この度2007年の雑誌担当者の任期満了に伴い、各担当者からそれぞれ1つ、計4つの物語がオンライン限定の年末記事にまとめられている(http://www.nature.com/naturejobs/magazine/graduates/index.htmlを参照)。Chris Rowanは地質学のポスドクをするために、英国から南アフリカへの危険を伴う移動で新年を迎えた。彼はこの機会を、言い換えると、この地域の稀な地形を見逃す訳にはいかなかった。しかし極めて多くのポスドクと同様、自身の独立に役に立つ発表や場所の発見ができるかどうかを心配している。彼は教育の機会を失っているが、移動についてこれまで後悔はしていない。

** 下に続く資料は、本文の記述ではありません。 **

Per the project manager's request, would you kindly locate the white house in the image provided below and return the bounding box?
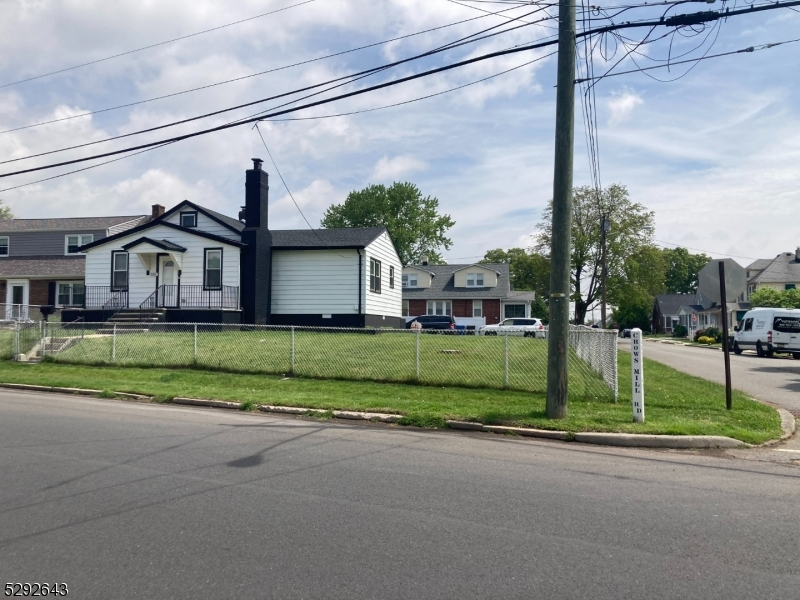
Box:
[70,159,405,327]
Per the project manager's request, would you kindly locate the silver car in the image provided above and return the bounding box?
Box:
[478,318,547,339]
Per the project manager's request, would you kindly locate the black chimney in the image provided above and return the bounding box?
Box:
[240,158,272,324]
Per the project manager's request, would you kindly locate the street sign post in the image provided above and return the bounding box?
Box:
[631,327,644,423]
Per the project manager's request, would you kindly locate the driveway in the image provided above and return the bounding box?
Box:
[619,340,800,414]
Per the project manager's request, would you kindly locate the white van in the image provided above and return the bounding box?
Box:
[733,308,800,360]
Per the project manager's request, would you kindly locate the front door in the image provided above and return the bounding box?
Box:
[159,256,178,306]
[4,279,29,319]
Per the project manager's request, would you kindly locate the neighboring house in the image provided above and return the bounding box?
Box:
[745,248,800,298]
[403,262,536,326]
[0,215,148,318]
[69,159,405,327]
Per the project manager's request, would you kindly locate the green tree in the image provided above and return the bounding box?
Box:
[662,247,711,294]
[535,184,653,323]
[480,248,550,299]
[320,182,455,265]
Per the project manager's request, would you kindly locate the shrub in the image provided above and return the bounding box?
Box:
[672,325,689,337]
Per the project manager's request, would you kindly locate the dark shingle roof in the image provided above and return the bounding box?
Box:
[656,294,695,316]
[0,256,86,277]
[272,227,386,250]
[0,215,147,233]
[403,264,520,300]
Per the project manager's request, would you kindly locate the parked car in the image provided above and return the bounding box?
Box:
[478,319,547,338]
[406,315,456,333]
[733,308,800,360]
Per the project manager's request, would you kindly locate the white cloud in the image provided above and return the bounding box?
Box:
[606,88,644,125]
[370,156,428,181]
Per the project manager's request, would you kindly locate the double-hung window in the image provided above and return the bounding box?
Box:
[56,281,86,306]
[64,234,94,254]
[111,252,128,292]
[203,248,222,290]
[467,273,483,287]
[369,258,381,294]
[427,300,453,317]
[403,275,417,287]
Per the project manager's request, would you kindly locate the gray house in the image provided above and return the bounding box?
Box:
[0,215,149,319]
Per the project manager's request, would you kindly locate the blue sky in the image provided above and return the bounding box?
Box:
[0,0,800,263]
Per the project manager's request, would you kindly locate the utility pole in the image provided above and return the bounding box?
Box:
[600,215,611,329]
[547,0,575,419]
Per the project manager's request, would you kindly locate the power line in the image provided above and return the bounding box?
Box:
[0,0,800,178]
[0,6,564,164]
[0,0,316,88]
[0,2,536,134]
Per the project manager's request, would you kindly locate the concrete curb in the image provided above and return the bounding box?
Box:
[447,421,751,450]
[0,383,152,401]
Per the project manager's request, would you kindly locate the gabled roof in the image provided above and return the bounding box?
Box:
[271,227,386,250]
[0,215,149,233]
[748,252,800,283]
[656,294,695,316]
[164,200,245,233]
[78,216,247,252]
[122,237,186,252]
[453,263,500,275]
[403,264,516,301]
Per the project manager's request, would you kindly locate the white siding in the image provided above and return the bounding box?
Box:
[86,226,239,308]
[164,211,241,242]
[272,250,360,315]
[364,232,403,317]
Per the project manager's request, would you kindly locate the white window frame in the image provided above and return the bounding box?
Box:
[425,300,453,317]
[467,273,484,287]
[56,281,86,307]
[403,273,419,287]
[472,300,483,318]
[64,233,94,256]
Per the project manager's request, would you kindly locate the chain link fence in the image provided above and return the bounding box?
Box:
[0,321,617,401]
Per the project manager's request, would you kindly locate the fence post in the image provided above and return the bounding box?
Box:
[505,334,508,388]
[415,328,422,381]
[291,325,294,375]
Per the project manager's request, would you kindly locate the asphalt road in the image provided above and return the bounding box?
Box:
[619,340,800,411]
[0,391,800,600]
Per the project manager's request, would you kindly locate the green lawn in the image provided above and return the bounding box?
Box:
[42,325,613,400]
[0,352,781,443]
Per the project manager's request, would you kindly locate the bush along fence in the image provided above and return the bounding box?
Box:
[7,322,617,400]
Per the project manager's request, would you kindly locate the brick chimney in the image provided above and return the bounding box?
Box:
[240,158,272,324]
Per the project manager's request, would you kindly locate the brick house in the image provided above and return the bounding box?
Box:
[403,262,536,325]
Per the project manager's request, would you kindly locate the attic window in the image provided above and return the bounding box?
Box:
[467,273,483,287]
[181,212,197,227]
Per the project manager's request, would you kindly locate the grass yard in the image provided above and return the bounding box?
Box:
[43,325,613,400]
[0,352,781,443]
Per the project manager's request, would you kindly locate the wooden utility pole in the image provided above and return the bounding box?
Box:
[719,261,733,410]
[547,0,575,419]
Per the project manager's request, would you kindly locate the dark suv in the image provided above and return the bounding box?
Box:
[406,315,456,333]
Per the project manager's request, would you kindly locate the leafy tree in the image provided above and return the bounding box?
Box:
[320,182,455,265]
[662,247,711,294]
[535,184,653,323]
[480,248,550,300]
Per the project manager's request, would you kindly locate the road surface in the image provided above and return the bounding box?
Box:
[619,340,800,411]
[0,391,800,600]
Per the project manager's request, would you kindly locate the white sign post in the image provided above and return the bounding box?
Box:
[631,327,644,423]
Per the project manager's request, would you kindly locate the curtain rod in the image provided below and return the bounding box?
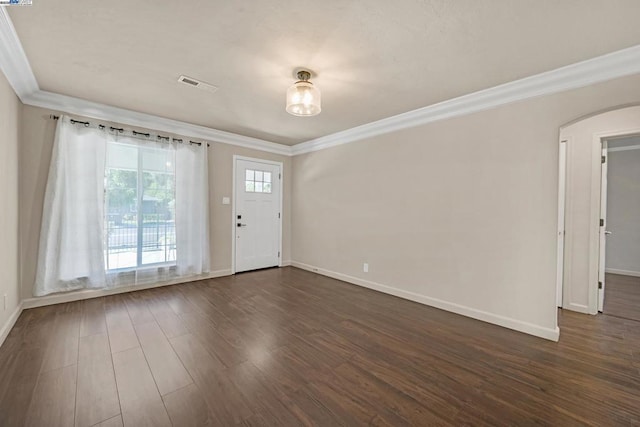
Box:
[49,114,211,147]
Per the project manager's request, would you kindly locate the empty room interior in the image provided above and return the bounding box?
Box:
[0,0,640,427]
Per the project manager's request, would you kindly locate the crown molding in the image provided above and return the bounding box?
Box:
[0,6,291,156]
[292,45,640,156]
[0,6,38,100]
[5,2,640,156]
[22,90,291,156]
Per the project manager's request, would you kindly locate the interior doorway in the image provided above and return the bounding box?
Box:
[232,156,282,273]
[599,135,640,321]
[556,106,640,314]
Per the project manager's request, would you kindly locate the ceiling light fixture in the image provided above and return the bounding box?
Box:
[287,70,322,117]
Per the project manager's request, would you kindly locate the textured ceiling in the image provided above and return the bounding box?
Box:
[10,0,640,145]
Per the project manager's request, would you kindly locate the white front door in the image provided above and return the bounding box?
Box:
[598,141,609,311]
[234,158,282,272]
[556,140,567,308]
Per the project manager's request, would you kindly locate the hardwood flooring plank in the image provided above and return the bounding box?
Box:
[105,295,140,353]
[123,291,155,325]
[80,298,107,338]
[25,365,77,427]
[171,334,253,425]
[113,348,171,426]
[162,384,221,427]
[0,268,640,427]
[93,414,124,427]
[135,320,193,395]
[148,297,189,338]
[75,333,120,426]
[41,304,80,372]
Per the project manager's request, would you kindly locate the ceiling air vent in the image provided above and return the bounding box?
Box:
[178,76,218,93]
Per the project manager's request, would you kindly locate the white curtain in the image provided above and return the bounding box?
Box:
[176,143,209,275]
[34,116,107,296]
[34,116,209,296]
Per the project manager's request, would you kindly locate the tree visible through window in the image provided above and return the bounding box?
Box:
[105,143,176,270]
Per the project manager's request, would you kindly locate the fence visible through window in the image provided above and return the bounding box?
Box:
[105,143,176,270]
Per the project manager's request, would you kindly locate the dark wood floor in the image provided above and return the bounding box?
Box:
[0,268,640,426]
[603,274,640,321]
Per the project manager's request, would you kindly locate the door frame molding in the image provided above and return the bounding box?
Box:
[556,115,640,314]
[231,154,284,274]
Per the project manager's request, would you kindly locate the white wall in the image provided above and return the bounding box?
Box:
[292,75,640,339]
[0,72,21,343]
[606,147,640,276]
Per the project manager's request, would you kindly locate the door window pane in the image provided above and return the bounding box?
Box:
[105,143,176,270]
[244,169,271,193]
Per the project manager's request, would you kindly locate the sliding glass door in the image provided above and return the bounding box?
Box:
[105,142,176,271]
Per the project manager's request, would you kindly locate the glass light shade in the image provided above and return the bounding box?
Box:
[287,80,322,116]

Maria Ocampo-Hafallaはこれまで以上に個人的・職業的な協力関係を評価するようになった。実験において活動的であると同時に職業的ビジョンと「科学で生き残るための伸び続ける技術」を持つ良き指導者を見出すことが、キャリアを成功させる要因になると書いている。Moira Sheehanは、多くの人がもつ喜びとチャレンジを抱きながら新年を迎えた。つまり赤ん坊ができたのである。日常の世話、病気、子供と研究との両立。Sheehanは奮闘の連続を偽りなく語った。そして、読者は読者自身の経験談をもって反応してくれた、と述べている。その個人的な専心事のために、Sheehanは職業上の大きな決断をするのが難しくなっている。すなわち業界か、小規模なリベラルアーツ・カレッジか、という決断である。
Peter Jordanにとって新年は、自身の科学研究の将来を認識する機会となった。やめる決心をしたのである。研究生活は決して悪いものではなかったが、1年間ポスドクをした後にJordanは別のものを追及することを選択した。彼は人々にもっと直接的に影響する職業を望んでいる。他の3名と同様にJordanも昨年少しだけ変化した。物語は続く。